East Ramapo is a divided community. Of the roughly 32,000 school-age children enrolled in schools in the district, about 24,000 attend private schools, nearly all of them Orthodox Jewish yeshivas. Of the more than 8,000 children in the public schools, 43 percent are African-American and 46 percent are Latino; 83 percent are poor and 27 percent are English-language learners.

The East Ramapo school board, dominated by private-school parents since 2005, has utterly failed them. Faced with a fiscal and educational crisis, the State Education Department last June appointed a former federal prosecutor, Henry M. Greenberg, to investigate the district’s finances.

Mr. Greenberg’s report, released in November, documented the impact of the board’s gross mismanagement and neglect. Since 2009, the board has eliminated hundreds of staff members, including over 100 teachers, dozens of teaching assistants, guidance counselors and social workers, and many key administrators. Full-day kindergarten, and high-school electives have been eliminated or scaled back. Music, athletics, professional development and extracurricular activities were cut.

The Greenberg report also detailed dismal outcomes for East Ramapo students. In 2013-14, only 14 percent of students in grades 3 through 8 were proficient in English Language Arts, and only 15 percent were proficient in math, according to the most recent statistics from the State Education Department. The graduation rate, 64 percent, is far below the state average of 76 percent.

While slashing resources in its public schools, the school board vastly increased public spending on private schools. The cost of transporting children, including gender-segregated busing, rose to $27.3 million in 2013-14 from $22 million in 2009-10, a 24 percent increase. Public spending on private school placement for special education students grew by 33 percent between 2010-11 and 2013-14, and the district placed students in private schools when appropriate spaces were available in public ones.

The report also exposed disturbing practices by board members. The board conducts 60 to 70 percent of its meetings in closed-door executive session. It does not tolerate, and is overtly hostile to, the complaints of public school parents, students and community members. Public protests against the board are now commonplace.

There is now a bill that has been introduced in the legislature to enable the appointment of a fiscal monitor to make sure that the children in public schools in East Ramapo to ensure that public money is spent appropriately in the best interests of the children in the district.

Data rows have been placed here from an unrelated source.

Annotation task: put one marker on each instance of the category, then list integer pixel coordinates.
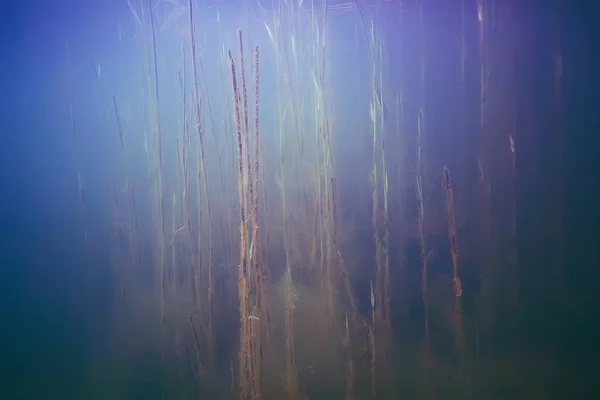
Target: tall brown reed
(248, 383)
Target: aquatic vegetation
(275, 186)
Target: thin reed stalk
(459, 336)
(211, 345)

Critics of the legislation have said that those who want to limit and supervise the East Ramapo school board are anti-Semitic. This is ridiculous. The authors say that the legislation is not about acting against the interests of one group, but “acting to make sure that the civil rights of a community of overwhelmingly low-income minority children are not denied and that their constitutional right to a sound basic education is enforced.”

The legislature must act by June 17, when the session ends, or nothing will happen, and the minority children in the East Ramapo district will continue to be denied their right to equal opportunity in education.